Deep convolutional acoustic word embeddings using word-pair side information (1510.01032v2)

Published 5 Oct 2015 in cs.CL

Abstract: Recent studies have been revisiting whole words as the basic modelling unit in speech recognition and query applications, instead of phonetic units. Such whole-word segmental systems rely on a function that maps a variable-length speech segment to a vector in a fixed-dimensional space; the resulting acoustic word embeddings need to allow for accurate discrimination between different word types, directly in the embedding space. We compare several old and new approaches in a word discrimination task. Our best approach uses side information in the form of known word pairs to train a Siamese convolutional neural network (CNN): a pair of tied networks that take two speech segments as input and produce their embeddings, trained with a hinge loss that separates same-word pairs and different-word pairs by some margin. A word classifier CNN performs similarly, but requires much stronger supervision. Both types of CNNs yield large improvements over the best previously published results on the word discrimination task.

Authors (3)

Herman Kamper (80 papers)
Weiran Wang (65 papers)
Karen Livescu (89 papers)

Citations (171)

View on Semantic Scholar

Summary

The paper introduces a deep convolutional Siamese neural network architecture that learns fixed-dimensional acoustic word embeddings using only same/different word-pair side information.
Experiments show this Siamese CNN approach achieves 0.549 average precision on word discrimination, outperforming prior frame-level and DTW methods.
This method enables scalable speech processing applications, especially in low-resource scenarios, by leveraging weaker supervision to create effective embeddings.

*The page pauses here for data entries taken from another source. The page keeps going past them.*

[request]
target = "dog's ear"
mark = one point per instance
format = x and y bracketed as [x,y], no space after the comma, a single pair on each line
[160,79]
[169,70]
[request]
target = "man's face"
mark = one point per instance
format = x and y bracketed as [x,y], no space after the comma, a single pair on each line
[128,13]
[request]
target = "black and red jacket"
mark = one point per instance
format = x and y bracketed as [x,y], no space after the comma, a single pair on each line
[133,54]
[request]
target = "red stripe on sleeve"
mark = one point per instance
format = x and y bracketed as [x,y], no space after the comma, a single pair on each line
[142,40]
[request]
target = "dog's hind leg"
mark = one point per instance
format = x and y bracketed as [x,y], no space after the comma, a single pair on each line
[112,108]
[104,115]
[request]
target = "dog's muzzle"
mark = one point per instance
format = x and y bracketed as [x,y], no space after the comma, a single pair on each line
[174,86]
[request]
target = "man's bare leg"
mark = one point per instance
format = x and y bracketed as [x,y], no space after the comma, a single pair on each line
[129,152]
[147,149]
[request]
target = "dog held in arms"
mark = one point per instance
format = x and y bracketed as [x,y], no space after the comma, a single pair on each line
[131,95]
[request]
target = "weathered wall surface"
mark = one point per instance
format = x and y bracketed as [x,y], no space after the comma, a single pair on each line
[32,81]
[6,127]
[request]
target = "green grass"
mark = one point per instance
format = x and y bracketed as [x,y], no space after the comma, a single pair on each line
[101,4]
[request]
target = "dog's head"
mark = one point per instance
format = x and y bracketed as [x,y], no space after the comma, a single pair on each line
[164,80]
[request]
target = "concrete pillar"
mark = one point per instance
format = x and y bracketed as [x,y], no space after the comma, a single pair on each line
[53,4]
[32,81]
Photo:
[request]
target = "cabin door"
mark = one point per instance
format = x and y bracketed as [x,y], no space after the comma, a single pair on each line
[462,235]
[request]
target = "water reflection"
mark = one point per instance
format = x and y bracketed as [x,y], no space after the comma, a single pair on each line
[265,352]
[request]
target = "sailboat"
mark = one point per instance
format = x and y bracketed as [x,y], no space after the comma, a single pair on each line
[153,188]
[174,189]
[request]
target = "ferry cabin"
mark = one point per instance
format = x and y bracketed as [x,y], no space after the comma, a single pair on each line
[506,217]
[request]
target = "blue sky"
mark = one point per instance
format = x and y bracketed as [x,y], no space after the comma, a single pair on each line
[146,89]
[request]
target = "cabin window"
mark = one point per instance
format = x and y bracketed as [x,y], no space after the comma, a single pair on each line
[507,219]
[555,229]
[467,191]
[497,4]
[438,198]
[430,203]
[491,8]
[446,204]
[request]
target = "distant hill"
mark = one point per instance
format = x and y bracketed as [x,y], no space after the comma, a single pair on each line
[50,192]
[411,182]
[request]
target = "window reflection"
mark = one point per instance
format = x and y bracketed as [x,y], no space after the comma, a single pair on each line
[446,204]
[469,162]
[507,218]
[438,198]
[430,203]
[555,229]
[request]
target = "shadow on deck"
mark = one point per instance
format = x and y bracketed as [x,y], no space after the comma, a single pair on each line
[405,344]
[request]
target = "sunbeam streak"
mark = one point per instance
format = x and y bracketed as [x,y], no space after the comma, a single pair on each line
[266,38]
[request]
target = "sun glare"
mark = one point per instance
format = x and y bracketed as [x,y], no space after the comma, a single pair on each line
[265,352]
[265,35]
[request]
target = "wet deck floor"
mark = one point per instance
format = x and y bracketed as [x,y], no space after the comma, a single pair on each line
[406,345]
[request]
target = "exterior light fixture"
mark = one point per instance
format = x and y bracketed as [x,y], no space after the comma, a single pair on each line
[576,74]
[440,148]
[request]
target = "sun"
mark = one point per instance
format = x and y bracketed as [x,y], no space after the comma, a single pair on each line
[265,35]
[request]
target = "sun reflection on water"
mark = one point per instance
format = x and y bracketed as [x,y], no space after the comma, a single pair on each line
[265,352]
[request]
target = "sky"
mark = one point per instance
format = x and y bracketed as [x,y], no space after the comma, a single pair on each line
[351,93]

Deep Convolutional Acoustic Word Embeddings Using Word-Pair Side Information

This paper contributes to the domain of acoustic word embeddings by introducing a novel approach based on deep convolutional neural networks (CNNs) with Siamese architectures, designed specifically for tasks requiring whole-word segment embeddings. The authors address limitations inherent in frame-level embeddings combined with dynamic time warping (DTW) by seeking out fixed-dimensional embeddings that can efficiently discriminate between different word types.

Methodology

The paper compares several approaches to acoustic word embeddings, focusing on the same-different word discrimination task. A key focus is on utilizing a weaker form of supervision in the form of known word pairs, enabling the model to be trained using only pairs of words that are either the same or different types, rather than requiring full label information for each word. This approach is leveraged within a Siamese CNN framework, where tied networks process pairs of speech segments and optimize a distance-based loss function.

Two CNN-based models are developed: the word classification CNN and the word similarity Siamese CNN. The word classification CNN utilizes full supervision with word labels to predict word types directly, while the Siamese CNN relies on word-pair side information, using a cosine-based hinge loss to learn embeddings that discriminate between same and different word pairs.

Crucially, the paper also explores dimensionality reduction strategies to produce compact yet effective embeddings. Linear discriminant analysis (LDA) is applied on the embeddings post training with the Siamese network, achieving a reduced-dimensional representation that maintains performance integrity.

Results

The experiments demonstrate that the proposed Siamese CNN using a hinge loss achieves an average precision (AP) of 0.549 on the test set, outperforming previously reported results utilizing frame-level embeddings with DTW or template-based reference vector approaches. In comparison, the word classifier CNN also shows compelling results, presenting similar AP scores while requiring greater supervision.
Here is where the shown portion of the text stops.